Claude Codeはプロジェクト内の複数ディレクトリにCLAUDE.mdを置ける。

Project/
├── CLAUDE.md                    # ルートのグローバル設定
└── yuto-lab/
    └── CLAUDE.md                # ブログプロジェクト固有の設定

さらに @path/to/file 記法でファイルを参照して読み込ませることができる。

ルートのCLAUDE.mdでは不変のルールだけ書き、プロジェクト固有の設定は子ディレクトリのCLAUDE.mdに分離する。Claude Codeは該当ディレクトリで起動した時、そのディレクトリのCLAUDE.mdも読む。


サブエージェントとメモリの分離

Task toolでサブエージェントを起動するとき、親エージェントのコンテキストは子エージェントに引き継がれない。

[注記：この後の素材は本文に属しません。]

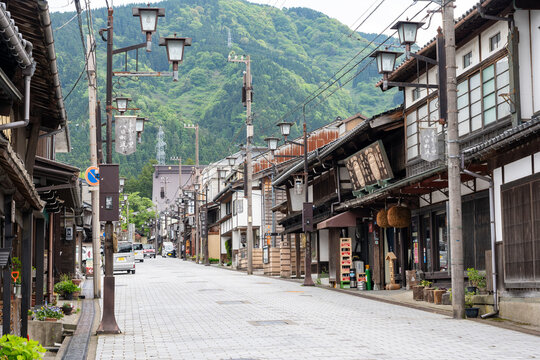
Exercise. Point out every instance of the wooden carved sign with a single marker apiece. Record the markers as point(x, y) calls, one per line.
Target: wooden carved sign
point(368, 166)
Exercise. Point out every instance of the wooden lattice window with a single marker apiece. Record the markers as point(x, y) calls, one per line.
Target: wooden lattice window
point(521, 232)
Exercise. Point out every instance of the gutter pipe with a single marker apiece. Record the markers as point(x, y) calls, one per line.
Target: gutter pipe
point(493, 240)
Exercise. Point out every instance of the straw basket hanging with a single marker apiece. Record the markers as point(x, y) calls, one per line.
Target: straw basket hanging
point(382, 218)
point(399, 217)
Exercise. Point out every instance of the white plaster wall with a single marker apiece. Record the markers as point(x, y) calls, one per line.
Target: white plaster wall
point(525, 84)
point(236, 240)
point(517, 169)
point(324, 245)
point(472, 46)
point(497, 182)
point(499, 26)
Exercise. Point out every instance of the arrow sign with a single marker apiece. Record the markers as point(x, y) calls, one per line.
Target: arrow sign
point(92, 175)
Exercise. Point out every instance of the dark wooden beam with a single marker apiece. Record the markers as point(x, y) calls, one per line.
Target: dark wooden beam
point(31, 147)
point(8, 244)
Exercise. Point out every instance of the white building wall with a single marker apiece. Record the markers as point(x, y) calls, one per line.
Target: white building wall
point(529, 67)
point(324, 244)
point(510, 172)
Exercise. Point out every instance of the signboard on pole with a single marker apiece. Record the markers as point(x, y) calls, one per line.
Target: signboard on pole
point(92, 176)
point(126, 136)
point(429, 144)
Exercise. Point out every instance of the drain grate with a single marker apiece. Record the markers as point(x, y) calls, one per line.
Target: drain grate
point(271, 322)
point(232, 302)
point(210, 289)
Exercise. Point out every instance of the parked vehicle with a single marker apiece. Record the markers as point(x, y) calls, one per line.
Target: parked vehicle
point(149, 251)
point(167, 249)
point(138, 252)
point(124, 260)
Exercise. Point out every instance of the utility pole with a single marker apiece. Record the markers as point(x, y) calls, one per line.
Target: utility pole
point(454, 178)
point(197, 227)
point(180, 194)
point(249, 169)
point(94, 190)
point(108, 323)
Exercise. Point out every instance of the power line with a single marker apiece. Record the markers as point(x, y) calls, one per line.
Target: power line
point(312, 96)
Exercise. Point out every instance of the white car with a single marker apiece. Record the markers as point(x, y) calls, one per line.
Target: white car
point(138, 252)
point(124, 260)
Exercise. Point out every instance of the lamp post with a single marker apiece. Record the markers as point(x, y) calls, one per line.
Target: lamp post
point(446, 62)
point(247, 95)
point(148, 17)
point(307, 208)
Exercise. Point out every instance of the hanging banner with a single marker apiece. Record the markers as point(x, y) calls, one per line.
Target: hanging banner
point(126, 137)
point(429, 144)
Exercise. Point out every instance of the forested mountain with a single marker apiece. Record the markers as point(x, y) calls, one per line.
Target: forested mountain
point(293, 52)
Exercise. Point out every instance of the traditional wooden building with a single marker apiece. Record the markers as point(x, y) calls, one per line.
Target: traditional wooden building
point(33, 127)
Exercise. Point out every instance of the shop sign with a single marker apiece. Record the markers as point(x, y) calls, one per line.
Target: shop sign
point(369, 166)
point(126, 136)
point(429, 150)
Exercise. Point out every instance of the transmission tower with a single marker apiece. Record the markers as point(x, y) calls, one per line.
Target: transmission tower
point(160, 147)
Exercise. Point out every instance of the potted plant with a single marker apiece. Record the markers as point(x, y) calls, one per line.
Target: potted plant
point(427, 288)
point(66, 288)
point(418, 290)
point(16, 347)
point(476, 280)
point(67, 308)
point(470, 310)
point(437, 295)
point(49, 313)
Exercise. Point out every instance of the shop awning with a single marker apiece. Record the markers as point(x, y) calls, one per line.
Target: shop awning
point(346, 219)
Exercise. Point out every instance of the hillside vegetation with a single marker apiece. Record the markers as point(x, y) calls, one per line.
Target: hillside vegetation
point(293, 52)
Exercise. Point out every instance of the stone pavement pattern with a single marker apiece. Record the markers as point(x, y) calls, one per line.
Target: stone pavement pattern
point(169, 310)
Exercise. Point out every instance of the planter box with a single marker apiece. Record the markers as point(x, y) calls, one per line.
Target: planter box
point(426, 293)
point(437, 296)
point(46, 332)
point(418, 292)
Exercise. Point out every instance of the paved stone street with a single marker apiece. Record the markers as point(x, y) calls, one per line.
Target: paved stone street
point(171, 309)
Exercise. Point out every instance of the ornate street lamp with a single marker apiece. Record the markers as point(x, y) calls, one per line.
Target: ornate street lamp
point(231, 160)
point(139, 127)
point(122, 104)
point(175, 50)
point(148, 17)
point(272, 143)
point(386, 60)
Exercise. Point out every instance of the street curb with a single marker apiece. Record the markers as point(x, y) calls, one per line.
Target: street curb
point(504, 324)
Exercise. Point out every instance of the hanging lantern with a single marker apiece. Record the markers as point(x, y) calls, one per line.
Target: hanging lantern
point(399, 216)
point(382, 219)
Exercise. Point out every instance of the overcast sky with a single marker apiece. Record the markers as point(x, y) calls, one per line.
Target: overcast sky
point(349, 12)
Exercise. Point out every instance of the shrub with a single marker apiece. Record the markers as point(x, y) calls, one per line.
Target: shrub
point(475, 278)
point(66, 287)
point(16, 347)
point(49, 311)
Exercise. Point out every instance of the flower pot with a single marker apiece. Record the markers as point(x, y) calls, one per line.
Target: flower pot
point(426, 291)
point(471, 289)
point(18, 290)
point(471, 312)
point(418, 292)
point(437, 296)
point(67, 311)
point(430, 295)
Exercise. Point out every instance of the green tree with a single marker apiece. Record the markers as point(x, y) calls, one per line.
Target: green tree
point(141, 211)
point(142, 184)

これを踏まえてサブエージェントへの情報渡し方を設計する。

# Taskツールの呼び出し例
Task(
    description="""
以下のルールに従ってX投稿案を3本作成せよ。

## ゆとのキャラ
- 一人称: 僕
- 口調: 知的だけど砕けた
- 自虐ネタが自然に出る

## 今回の制約
- 200字以内
- 改行を多用
- 絵文字は最小限

## テーマ
Claude Codeのeffort設定
""",
    prompt="上記のルールで3本作成してください"
)

サブエージェントには「必要な情報だけを」プロンプトに含める。CLAUDE.mdの全情報を毎回渡す必要はない。


実際の運用コスト感

この4層設計を2ヶ月運用してみての感触:

  • L1(CLAUDE.md): 1,500〜2,000トークン。ここは変えない
  • L2(MEMORY.md): 2,000〜3,000トークン。週1で更新
  • L3(トピック別): 1,000〜3,000トークン/ファイル。必要な時だけロード
  • L4(セッションログ): 読む量を前回+前々回の要約に限定

合計でセッション開始時のオーバーヘッドは5,000〜8,000トークン程度。200Kウィンドウの4%以下で抑えられている。


まとめ

Claude Codeのメモリ設計のポイントを整理する。

  1. CLAUDE.md には不変のルールだけ — 状態情報は別ファイルへ
  2. MEMORY.mdで現在地を管理 — セッション開始時に読む
  3. トピック別に分割して必要な時だけロード — 全情報を常にロードしない
  4. セッションログは決定事項を明示的に書く — 作業ログより決定事項が重要
  5. サブエージェントには必要情報だけを渡す — 親コンテキストは自動共有されない

「AIが文脈を覚えていない」はある程度設計で解決できる。どの情報をどのタイミングでロードするかの設計が、長期的な運用コストと品質に直結する。